The rusted steel frame

Scathing words and a withering assessment on the maladies of India’s civil services.

December 15, 2012 07:11 pm | Updated December 16, 2012 12:26 pm IST

In the early, relatively idealistic decades after freedom, there was significant public faith in the uprightness and political neutrality of the higher civil services. It was elite in social character, but considered sympathetic to minorities and the poor.

There was less engagement in development initiatives, but generally greater fairness in situations of communal violence, and some implementation of redistributive justice laws such as land reforms.

The image of the higher civil services plunged in the seventies, especially because of its supine submission to the injustices of the Emergency, but also because of the continuous erosion of its reputation for probity. The eighties saw its social base broadening, but also its far greater — and open — complicity in large communal and caste pogroms, and plummeting integrity. Since the 1990s, the expectation that loosening bureaucratic controls over industry and trade would curtail corruption is completely belied. Instead, the new commitment to globalised private markets has spawned an era of undisguised crony capitalism, and the ethic of public welfare has been abandoned as outdated and anachronistic.

In an important recent monograph by National Social Watch, scholar administrator NC Saxena, a public intellectual of great integrity and social conscience, diagnoses the maladies of India’s higher civil services and suggests an imaginative range of possible prescriptions. Saxena worked for decades in the trenches of public service as a civil servant, and applies to this experience the surgical insights of a razor-sharp mind.

Saxena is scathing in his assessment of the Indian bureaucracy today. It is “a troubled institution” riddled with “a lack of professionalism, the creation of redundant posts, unsatisfactory structures of reward and punishment, and an inability to deliver services adequately”. Postings are often “dictated by vested interest of mafia gangs, organised criminals, builders’ lobby, contractors”. He observes that “over the years, whatever little virtues the civil services possessed — integrity, political neutrality, courage and high morale — are showing signs of decay”. Newer values emphasise “political loyalty, flexibility”, and several senior officials “have become a link between politicians and the business class”.

Today many civil servants in the course of their career “lose much of their dynamism and innovativeness, and end up as mere pen-pushers and cynics, with “stagnation in their intellectual capabilities”, “decline in self-esteem”, “disillusionment, pliability and corruption”. They have become agents of exploitation in a state structure which now (is)... authoritarian, brutal, directionless, and callous to the needs of the poor”. The Indian State is “being treated as a private property of those who are at the top, and this culture of using executive power for private gains has become the norm since then. So the Housing Minister thinks that all government houses and shops are her private property, and she can allot them to any one she liked, often for a price. The Petroleum Minister thinks that he can distribute any number of petrol and kerosene depots at his discretion. An impression exists that the State of India is an open treasury that can be looted at will.”

Strong words, but Saxena is not alone in his withering assessment. Even the official Second Administrative Reforms Commission (2008) is no less caustic: “the state apparatus is ... tardy, inefficient and unresponsive” with “most functionaries serving no useful purpose.... Corruption is all-pervasive, eating into the vitals of our system, undermining economic growth, distorting competition and disproportionately hurting the poor and marginalised citizens. Criminalisation of politics continues unchecked, with money and muscle power playing a large role in elections. ... Abuse of authority at all levels in all organs of state has become the bane of our democracy.”
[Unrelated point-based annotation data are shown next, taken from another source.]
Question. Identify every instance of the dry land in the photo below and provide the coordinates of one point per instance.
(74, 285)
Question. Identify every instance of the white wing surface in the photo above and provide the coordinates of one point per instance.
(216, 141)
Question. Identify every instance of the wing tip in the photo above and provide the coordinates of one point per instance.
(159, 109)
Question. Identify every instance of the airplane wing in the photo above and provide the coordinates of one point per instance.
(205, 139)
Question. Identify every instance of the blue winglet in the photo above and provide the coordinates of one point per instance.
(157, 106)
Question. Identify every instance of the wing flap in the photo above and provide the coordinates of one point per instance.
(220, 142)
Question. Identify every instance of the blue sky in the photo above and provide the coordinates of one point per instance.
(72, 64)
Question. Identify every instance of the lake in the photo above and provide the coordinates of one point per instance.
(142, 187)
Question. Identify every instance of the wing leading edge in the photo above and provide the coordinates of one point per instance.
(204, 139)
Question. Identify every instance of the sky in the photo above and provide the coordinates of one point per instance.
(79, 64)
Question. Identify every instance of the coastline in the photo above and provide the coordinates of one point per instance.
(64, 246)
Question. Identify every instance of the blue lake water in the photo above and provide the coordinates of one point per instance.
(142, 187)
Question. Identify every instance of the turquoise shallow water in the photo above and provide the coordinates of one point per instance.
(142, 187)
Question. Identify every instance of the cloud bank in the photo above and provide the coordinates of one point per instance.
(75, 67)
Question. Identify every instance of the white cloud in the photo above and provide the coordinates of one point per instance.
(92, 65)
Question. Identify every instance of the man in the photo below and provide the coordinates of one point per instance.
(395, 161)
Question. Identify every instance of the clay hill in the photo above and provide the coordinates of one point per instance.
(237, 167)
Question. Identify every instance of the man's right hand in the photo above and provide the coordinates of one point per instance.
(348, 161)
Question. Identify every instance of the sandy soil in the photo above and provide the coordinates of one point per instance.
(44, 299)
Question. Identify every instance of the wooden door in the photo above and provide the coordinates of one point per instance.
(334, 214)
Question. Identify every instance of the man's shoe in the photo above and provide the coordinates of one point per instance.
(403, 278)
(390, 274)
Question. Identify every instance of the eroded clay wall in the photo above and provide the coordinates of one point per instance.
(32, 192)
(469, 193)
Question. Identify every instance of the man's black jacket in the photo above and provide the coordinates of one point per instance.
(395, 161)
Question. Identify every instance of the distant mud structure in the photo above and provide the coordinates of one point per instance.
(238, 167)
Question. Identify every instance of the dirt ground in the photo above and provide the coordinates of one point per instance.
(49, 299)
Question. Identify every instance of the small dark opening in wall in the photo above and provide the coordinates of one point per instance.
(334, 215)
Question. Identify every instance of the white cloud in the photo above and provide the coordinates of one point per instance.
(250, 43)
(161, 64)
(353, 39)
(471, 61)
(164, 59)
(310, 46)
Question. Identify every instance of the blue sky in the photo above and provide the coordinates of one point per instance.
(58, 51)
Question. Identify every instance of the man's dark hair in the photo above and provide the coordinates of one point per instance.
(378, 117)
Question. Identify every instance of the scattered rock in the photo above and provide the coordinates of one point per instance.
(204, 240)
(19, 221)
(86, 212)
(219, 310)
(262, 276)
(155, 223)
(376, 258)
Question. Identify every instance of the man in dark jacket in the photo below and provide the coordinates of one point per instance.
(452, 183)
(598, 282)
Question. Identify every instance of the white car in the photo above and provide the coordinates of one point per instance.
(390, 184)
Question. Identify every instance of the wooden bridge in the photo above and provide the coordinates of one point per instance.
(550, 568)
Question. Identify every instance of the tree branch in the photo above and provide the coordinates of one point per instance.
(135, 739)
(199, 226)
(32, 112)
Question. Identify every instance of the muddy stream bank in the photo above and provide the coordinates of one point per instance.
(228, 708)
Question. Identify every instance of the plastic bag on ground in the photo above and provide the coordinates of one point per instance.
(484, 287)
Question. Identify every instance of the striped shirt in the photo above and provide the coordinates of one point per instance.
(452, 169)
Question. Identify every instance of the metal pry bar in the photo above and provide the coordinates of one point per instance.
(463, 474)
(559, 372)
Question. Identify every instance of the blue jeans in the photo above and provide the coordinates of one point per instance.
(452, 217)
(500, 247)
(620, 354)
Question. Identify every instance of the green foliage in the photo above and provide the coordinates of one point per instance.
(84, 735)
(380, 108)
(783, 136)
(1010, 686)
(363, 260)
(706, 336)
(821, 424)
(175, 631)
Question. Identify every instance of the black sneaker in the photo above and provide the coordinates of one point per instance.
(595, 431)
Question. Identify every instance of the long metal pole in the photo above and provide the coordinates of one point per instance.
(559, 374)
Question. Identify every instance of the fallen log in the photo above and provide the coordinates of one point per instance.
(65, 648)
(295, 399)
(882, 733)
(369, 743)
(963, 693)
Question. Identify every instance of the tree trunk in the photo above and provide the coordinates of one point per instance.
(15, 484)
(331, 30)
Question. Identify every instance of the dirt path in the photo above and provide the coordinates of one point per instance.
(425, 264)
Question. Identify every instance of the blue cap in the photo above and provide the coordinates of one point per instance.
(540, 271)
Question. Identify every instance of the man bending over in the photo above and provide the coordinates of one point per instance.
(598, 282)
Another official paper in 2009 brought out by the Department of Administrative Reforms in 2009 agrees, again with remarkable candour, that “the state and its apparatus, including the bureaucracy are treated not so much as a means of generating public goods but as a means of generating benefits for the particular group that controls the state”.

Saxena lays blame also on the people, who “have unfortunately accepted the position as fait accompli and resigned themselves to their fate. They too tend to seek short cuts and exploit the system by breaking rules or approaching mafia gangs and politicians for favours”. But solutions also lie potentially with the people: a “free press, judicial activism, and civil society action has emerged as a big corrective factor on the arbitrary use of executive power”. In a later column, I will review some of Saxena’s suggestions for reforming the civil service.

But how fair is his comprehensive indictment of the civil services today? My work on hunger, homelessness and mass communal violence takes me to distant corners of the country, where I have encountered many idealistic young officers, braving great odds in impoverished regions, often racked by conflict, trying to make a difference. There are among them unknown unsung heroes, sometimes courageously standing up for justice against their own governments who are complicit in communal massacres, corruption or forceful dispossession of poor communities. But still there is justice in Saxena’s overall despair about the corrosion of India’s steel frame, and its betrayal of its duties to the people of India and the Constitution. If it does not reclaim its mantle of defending the public good with courage, impartiality and integrity, its decline may be terminal.